Выбрать главу

– Глянь, сколько их, – сказал кто-то. – На права сдают.

Автобус остановился, и Сергей сошел. Он увидел утрамбованную площадку, а на ней несколько десятков инвалидных мотоколясок, и попытался вспомнить, кто ж ему говорил вчера об этом, но никак не мог вспомнить. Площадка была в сложном порядке размечена флажками, и коляски инвалидов пробирались в этом лабиринте. Сергей подошел ближе. Вокруг смеялись, шутили, было жарко, и многие инвалиды разделись. Неподалеку от Сергея сидел широкоплечий инвалид в тельняшке. Культяпка у него была с татуировкой: какая-то расплывшаяся надпись и часть женской головки, срезанная вкосую.

– Что, Петя, – сказал ему инвалид в старом танковом шлеме, – нижнюю половину, миленький, потерял?

– Там у меня еще дамское имя было, – сказал Петя. – Красной тушью наколол… В сороковом году… Теперь это, может, и к лучшему, жена ревновать не будет.

– Застрял Мишка, – голубоглазый инвалид показал на заглохшую среди флажков коляску. Инвалид был в сетке с короткими рукавами и под сеткой, через грудь, у него тянулась лента, на которой держался протез.

– Нет лучше лошади, – заметил круглолицый упитанный инвалид. – Мы на них всю Белоруссию прошли, болота… Лошадь ударишь крепче, она и потянула.

– Ты рассуждаешь как враг прогресса, – сказал голубоглазый. – Ребята, Перекупенко – враг прогресса. Ты не вовремя родился, Перекупенко. Тебе надо было жить во времена древней Руси, и ноги бы тебе обрубили честной простой секирой, – он похлопал круглолицего по жирной культяпке, – а не оторвали этим проклятым тринитротолуолом.

К инвалиду в тельняшке подошел мальчик лет восьми, на поясе у него висела потертая кобура от нагана.
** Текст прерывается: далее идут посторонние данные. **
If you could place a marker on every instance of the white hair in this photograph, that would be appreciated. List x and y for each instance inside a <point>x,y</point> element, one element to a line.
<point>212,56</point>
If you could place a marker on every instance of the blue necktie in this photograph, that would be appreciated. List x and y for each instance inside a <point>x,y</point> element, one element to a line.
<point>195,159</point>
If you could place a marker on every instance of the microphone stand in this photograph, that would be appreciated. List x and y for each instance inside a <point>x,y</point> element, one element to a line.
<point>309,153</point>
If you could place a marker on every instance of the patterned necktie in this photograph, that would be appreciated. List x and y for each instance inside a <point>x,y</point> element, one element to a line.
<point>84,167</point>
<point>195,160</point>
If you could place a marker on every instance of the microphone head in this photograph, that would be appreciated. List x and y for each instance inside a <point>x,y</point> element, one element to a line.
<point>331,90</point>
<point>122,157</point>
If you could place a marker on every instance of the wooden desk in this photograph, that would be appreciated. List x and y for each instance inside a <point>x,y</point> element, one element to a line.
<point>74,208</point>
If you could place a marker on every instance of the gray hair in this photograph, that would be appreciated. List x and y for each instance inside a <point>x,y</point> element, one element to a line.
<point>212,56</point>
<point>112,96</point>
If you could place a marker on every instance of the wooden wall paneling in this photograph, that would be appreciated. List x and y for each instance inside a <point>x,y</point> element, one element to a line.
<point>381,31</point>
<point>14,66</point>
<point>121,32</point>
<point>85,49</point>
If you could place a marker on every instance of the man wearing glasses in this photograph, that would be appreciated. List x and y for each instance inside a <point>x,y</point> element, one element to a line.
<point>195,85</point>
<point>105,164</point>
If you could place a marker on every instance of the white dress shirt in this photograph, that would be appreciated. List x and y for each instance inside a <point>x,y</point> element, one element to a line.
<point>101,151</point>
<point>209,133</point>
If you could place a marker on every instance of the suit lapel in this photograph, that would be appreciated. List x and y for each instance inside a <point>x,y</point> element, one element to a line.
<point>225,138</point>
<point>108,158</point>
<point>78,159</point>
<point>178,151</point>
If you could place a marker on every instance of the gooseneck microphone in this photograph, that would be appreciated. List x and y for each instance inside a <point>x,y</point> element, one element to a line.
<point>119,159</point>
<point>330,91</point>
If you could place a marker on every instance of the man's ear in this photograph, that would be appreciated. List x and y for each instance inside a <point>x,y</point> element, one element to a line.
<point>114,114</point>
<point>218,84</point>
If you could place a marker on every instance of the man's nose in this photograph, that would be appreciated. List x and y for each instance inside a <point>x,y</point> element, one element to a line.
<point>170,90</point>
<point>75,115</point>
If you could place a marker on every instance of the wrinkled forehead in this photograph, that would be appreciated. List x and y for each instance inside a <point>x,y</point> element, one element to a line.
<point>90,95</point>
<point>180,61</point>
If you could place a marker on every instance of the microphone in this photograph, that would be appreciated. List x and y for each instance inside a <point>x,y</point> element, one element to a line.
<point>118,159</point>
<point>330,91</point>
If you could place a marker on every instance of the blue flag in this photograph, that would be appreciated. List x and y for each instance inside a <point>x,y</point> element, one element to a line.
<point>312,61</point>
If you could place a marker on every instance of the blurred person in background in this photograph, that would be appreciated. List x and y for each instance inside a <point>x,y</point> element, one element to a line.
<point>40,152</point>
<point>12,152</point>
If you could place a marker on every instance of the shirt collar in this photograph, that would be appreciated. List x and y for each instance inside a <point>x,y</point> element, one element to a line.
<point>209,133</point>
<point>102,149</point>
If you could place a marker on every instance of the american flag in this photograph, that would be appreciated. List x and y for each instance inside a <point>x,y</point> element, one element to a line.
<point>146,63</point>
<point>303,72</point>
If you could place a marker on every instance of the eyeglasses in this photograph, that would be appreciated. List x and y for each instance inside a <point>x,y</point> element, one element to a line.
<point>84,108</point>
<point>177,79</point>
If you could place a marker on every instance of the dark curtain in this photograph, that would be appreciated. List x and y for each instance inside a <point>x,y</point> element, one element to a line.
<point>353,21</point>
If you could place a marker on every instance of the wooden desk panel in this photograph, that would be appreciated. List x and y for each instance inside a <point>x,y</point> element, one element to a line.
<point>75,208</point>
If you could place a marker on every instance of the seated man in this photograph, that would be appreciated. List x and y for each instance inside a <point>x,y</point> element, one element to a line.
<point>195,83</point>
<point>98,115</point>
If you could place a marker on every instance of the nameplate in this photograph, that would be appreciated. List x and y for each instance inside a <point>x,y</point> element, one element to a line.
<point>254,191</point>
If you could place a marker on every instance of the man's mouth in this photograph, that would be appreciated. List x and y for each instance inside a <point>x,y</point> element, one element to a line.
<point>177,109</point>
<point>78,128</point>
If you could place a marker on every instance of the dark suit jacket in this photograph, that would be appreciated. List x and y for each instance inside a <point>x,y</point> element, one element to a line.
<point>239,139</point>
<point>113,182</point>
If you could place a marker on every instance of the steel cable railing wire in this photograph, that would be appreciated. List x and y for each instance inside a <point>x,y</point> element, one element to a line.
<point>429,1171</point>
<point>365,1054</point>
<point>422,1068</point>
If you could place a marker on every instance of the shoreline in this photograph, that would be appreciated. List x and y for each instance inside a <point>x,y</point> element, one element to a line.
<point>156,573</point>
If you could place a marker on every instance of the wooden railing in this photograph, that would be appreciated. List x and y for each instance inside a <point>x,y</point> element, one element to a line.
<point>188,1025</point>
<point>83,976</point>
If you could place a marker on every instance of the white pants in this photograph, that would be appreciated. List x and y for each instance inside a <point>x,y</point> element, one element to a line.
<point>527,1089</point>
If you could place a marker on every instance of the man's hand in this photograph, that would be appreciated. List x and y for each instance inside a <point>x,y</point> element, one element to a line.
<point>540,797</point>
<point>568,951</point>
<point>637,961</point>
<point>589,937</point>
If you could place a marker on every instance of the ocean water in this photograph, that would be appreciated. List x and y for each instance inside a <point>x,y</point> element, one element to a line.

Инвалид взял его рукой за голову, пригладил волосы, затем застегнул пуговицу на штанишках, а обрубком второй руки осторожно вытер мальчику лицо.

– Это у тебя тэтэшка или парабеллум? – спросил мальчика голубоглазый, кивнув на кобуру.

– Он еще необстрелянный новобранец, – сказал инвалид в тельняшке.

– Вот такие пацаны – самый сообразительный народ, – сказал инвалид в танковом шлеме. – Я в начале войны курсачом был, ну постарше, но все ж пацан… Немец десант выбросил, а вокруг никаких частей, кроме нас. И как вчера было, помню: немецкий пулеметчик в скирде засел, ничем его оттуда не возьмешь. Зажигательных пуль у нас тогда не было. Так что ж ты думаешь, сообразили, лук сделали, ремень натянули, намочили стрелу в бензине, сожгли его в той скирде к хренам.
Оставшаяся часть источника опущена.